Show attributes that are statistically over-represented in crashes with a given
signature compared to the overall crash population:

```bash
# Show correlations for a signature on the release channel (default)
socorro-cli correlations --signature "UiaNode::ProviderInfo::~ProviderInfo"

# Show correlations on the nightly channel
socorro-cli correlations --signature "OOM | small" --channel nightly

# Get raw JSON data
socorro-cli correlations --signature "OOM | small" --format json
```

### Search Command

Search and aggregate crashes with filters:

```bash
# Basic search
socorro-cli search --signature "OOM | small"

# Search with filters
socorro-cli search --product Firefox --platform Windows --days 30 --limit 20

# Aggregate by fields
socorro-cli search --product Firefox --days 7 --facet platform --facet version

# Sort results
socorro-cli search --product Firefox --days 1 --sort -date --limit 10
```

## Output Formats

### Compact (default)
Token-optimized plain text format designed for LLMs:
```
CRASH 247653e8-7a18-4836-97d1-42a720260120
sig: mozilla::AudioDecoderInputTrack::EnsureTimeStretcher
reason: SIGSEGV / SEGV_MAPERR @ 0x0000000000000000
moz_reason: MOZ_RELEASE_ASSERT(mTimeStretcher->Init())
product: Fenix 147.0.1 (Android 36, SM-S918B 36 (REL))
build: 20260116091309
channel: release

stack[GraphRunner]:
  #0 mozilla::AudioDecoderInputTrack::EnsureTimeStretcher() @ ...AudioDecoderInputTrack.cpp:...:624
  #1 mozilla::AudioDecoderInputTrack::AppendTimeStretchedDataToSegment(...) @ ...AudioDecoderInputTrack.cpp:...:423
```

### JSON
Full structured data for programmatic processing.

### Markdown
Formatted output for documentation and chat interfaces.

## Options

### Global Options
- `--format <FORMAT>`: Output format (compact, json, markdown) [default: compact]
- `--version`/`-V`: Print version

### Crash Options
- `--depth <N>`: Stack trace depth [default: 10]
- `--full`: Output complete crash data without omissions (forces JSON format)
- `--all-threads`: Show stacks from all threads (useful for diagnosing deadlocks)

### Crash Pings Options
- `--date <DATE>`: Date to query (YYYY-MM-DD) [default: yesterday UTC]
- `--channel <CH>`: Filter by release channel (release, beta, nightly)
- `--os <OS>`: Filter by OS (Windows, Linux, Mac, Android)
- `--process <PROC>`: Filter by process type (main, content, gpu, rdd, utility, socket, gmplugin)
- `--version <VER>`: Filter by product version
- `--signature <SIG>`: Filter by crash signature (use ~ prefix for contains match)
- `--arch <ARCH>`: Filter by CPU architecture (x86_64, aarch64, x86, arm)
- `--facet <FIELD>`: Aggregate by field [default: signature]
- `--limit <N>`: Number of top entries to show [default: 10]
- `--stack <ID>`: Fetch symbolicated stack for a specific crash ping

### Search Options

All search filters default to exact match. `--signature`, `--proto-signature`, `--platform-version`, and `--process-type` also support [Super Search operator prefixes](https://crash-stats.mozilla.org/documentation/supersearch/) like `~` for contains match.
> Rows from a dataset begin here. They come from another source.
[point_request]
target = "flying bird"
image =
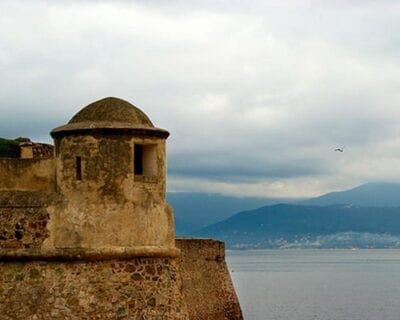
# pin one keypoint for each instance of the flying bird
(340, 149)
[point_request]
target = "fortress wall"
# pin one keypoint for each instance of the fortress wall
(207, 285)
(23, 228)
(136, 288)
(27, 174)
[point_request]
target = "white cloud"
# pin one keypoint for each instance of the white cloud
(256, 95)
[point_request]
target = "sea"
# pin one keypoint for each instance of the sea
(305, 284)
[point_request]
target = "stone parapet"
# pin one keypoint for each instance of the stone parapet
(206, 282)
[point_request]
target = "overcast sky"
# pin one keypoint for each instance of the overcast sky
(256, 94)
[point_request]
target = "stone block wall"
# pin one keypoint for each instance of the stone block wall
(206, 282)
(136, 288)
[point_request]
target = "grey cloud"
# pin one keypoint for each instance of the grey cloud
(249, 92)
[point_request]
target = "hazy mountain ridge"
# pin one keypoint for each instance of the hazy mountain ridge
(377, 194)
(194, 211)
(283, 225)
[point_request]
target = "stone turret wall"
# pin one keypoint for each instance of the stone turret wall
(27, 174)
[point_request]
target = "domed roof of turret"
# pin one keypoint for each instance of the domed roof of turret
(112, 110)
(110, 114)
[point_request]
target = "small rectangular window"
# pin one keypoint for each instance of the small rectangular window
(145, 161)
(138, 162)
(78, 168)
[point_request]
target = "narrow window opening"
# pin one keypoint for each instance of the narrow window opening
(145, 162)
(138, 159)
(78, 168)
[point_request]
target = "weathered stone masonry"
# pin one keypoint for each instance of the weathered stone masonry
(87, 233)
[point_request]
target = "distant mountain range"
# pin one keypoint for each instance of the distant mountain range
(366, 195)
(364, 217)
(194, 211)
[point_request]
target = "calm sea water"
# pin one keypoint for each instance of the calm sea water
(317, 284)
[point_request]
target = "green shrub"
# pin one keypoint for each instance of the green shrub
(9, 148)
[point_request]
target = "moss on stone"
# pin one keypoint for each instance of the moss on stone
(9, 148)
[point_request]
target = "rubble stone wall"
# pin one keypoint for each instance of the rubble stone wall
(137, 288)
(206, 282)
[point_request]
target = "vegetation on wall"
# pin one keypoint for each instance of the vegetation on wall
(9, 148)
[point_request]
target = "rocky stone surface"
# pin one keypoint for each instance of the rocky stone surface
(23, 228)
(140, 288)
(207, 285)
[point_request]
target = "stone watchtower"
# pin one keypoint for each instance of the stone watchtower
(86, 233)
(111, 166)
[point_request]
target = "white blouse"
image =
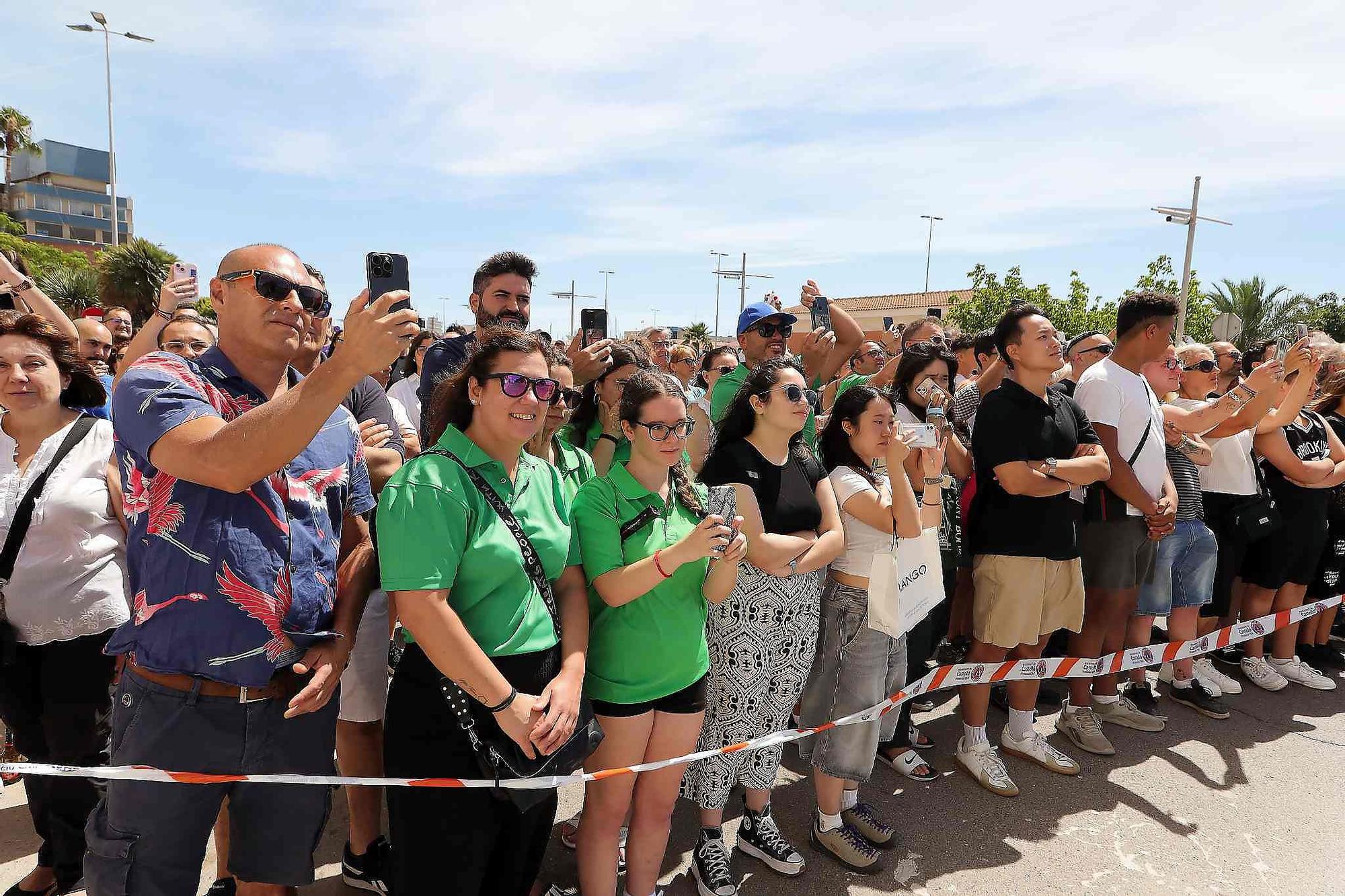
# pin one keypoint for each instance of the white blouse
(71, 575)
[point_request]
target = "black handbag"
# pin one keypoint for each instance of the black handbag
(497, 754)
(20, 528)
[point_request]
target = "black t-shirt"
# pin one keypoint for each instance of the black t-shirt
(787, 495)
(369, 401)
(1013, 424)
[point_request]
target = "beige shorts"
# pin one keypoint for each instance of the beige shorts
(1020, 599)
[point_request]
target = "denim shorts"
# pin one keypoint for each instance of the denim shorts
(855, 667)
(1184, 571)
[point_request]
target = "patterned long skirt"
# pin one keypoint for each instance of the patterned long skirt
(762, 641)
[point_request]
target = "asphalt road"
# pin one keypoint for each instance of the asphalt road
(1250, 805)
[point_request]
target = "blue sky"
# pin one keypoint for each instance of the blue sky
(638, 138)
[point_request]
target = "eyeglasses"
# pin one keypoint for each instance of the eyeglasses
(276, 288)
(793, 393)
(517, 386)
(178, 345)
(769, 330)
(660, 432)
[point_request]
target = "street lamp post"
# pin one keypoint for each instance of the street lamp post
(112, 154)
(930, 247)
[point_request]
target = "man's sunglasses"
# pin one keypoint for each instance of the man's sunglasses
(660, 432)
(794, 395)
(276, 288)
(769, 331)
(517, 386)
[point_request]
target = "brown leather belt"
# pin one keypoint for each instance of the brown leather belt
(272, 690)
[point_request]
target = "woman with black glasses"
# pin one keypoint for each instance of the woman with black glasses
(656, 561)
(762, 639)
(478, 616)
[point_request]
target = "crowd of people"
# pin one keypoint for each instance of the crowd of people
(221, 536)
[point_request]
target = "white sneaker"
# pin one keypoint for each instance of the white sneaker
(1208, 673)
(987, 767)
(1300, 671)
(1262, 674)
(1036, 749)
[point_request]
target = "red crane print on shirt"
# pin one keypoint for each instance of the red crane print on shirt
(270, 610)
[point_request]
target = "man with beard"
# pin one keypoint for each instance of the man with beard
(502, 291)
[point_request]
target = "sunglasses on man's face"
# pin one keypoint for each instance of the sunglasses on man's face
(517, 386)
(661, 432)
(276, 288)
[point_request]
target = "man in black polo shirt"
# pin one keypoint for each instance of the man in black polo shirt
(1032, 447)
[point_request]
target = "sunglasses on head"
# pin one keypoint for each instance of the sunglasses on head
(769, 330)
(660, 432)
(276, 288)
(517, 386)
(794, 395)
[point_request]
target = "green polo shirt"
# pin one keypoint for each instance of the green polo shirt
(436, 530)
(728, 385)
(575, 466)
(653, 646)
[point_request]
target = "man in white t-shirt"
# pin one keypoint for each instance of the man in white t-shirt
(1118, 545)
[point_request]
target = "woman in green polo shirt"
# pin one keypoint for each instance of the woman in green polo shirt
(576, 467)
(654, 561)
(458, 576)
(594, 427)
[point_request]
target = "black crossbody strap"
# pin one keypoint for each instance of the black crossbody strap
(24, 513)
(532, 560)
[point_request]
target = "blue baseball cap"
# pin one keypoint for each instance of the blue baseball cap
(759, 311)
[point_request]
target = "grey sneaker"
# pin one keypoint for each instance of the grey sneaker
(848, 846)
(1125, 713)
(1083, 729)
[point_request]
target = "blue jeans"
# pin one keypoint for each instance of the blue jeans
(1184, 571)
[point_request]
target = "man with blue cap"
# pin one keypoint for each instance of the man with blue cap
(765, 334)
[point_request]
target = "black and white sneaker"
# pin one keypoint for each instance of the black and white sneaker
(761, 838)
(367, 872)
(711, 865)
(1200, 698)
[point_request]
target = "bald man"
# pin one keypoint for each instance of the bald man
(241, 628)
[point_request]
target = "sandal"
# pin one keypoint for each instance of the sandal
(909, 763)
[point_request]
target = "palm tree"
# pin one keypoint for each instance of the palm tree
(132, 274)
(697, 335)
(72, 288)
(17, 134)
(1265, 315)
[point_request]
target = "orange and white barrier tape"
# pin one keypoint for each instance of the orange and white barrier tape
(939, 678)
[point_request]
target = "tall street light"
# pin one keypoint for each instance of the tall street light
(1190, 218)
(112, 155)
(930, 247)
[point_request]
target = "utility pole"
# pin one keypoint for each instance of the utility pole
(930, 247)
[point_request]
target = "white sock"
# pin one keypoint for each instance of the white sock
(1020, 723)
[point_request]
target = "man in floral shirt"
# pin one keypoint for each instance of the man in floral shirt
(244, 482)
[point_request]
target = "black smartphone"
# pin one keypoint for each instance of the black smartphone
(388, 272)
(822, 313)
(594, 323)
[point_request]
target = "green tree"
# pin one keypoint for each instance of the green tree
(132, 274)
(17, 134)
(72, 288)
(1265, 313)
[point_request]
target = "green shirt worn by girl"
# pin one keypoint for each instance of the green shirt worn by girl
(653, 646)
(436, 532)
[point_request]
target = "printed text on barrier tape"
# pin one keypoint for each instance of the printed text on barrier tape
(939, 678)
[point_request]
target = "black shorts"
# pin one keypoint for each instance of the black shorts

- `--signature <SIG>`: Filter by crash signature
- `--product <PROD>`: Filter by product [default: Firefox]
- `--version <VER>`: Filter by version
- `--platform <PLAT>`: Filter by platform (Windows, Linux, Mac OS X, Android)
- `--cpu-arch <ARCH>`: Filter by CPU architecture (amd64, x86, arm64, arm)
- `--channel <CH>`: Filter by release channel (release, beta, nightly, esr, aurora, default)
- `--platform-version <VER>`: Filter by OS version string (e.g., "10.0.19045")
- `--process-type <TYPE>`: Filter by process type (parent, content, gpu, rdd, utility, socket, gmplugin, plugin)
- `--days <N>`: Search crashes from last N days [default: 7]
- `--limit <N>`: Maximum individual crash results to return [default: 10, or 0 when --facet is used]
- `--facet <FIELD>`: Aggregate by field (can be repeated)
- `--facets-size <N>`: Number of facet buckets to return (e.g., top N signatures)
- `--sort <FIELD>`: Sort field [default: -date]

### Correlations Options
- `--signature <SIG>`: Crash signature (exact match, required)
- `--channel <CH>`: Release channel (release, beta, nightly, esr) [default: release]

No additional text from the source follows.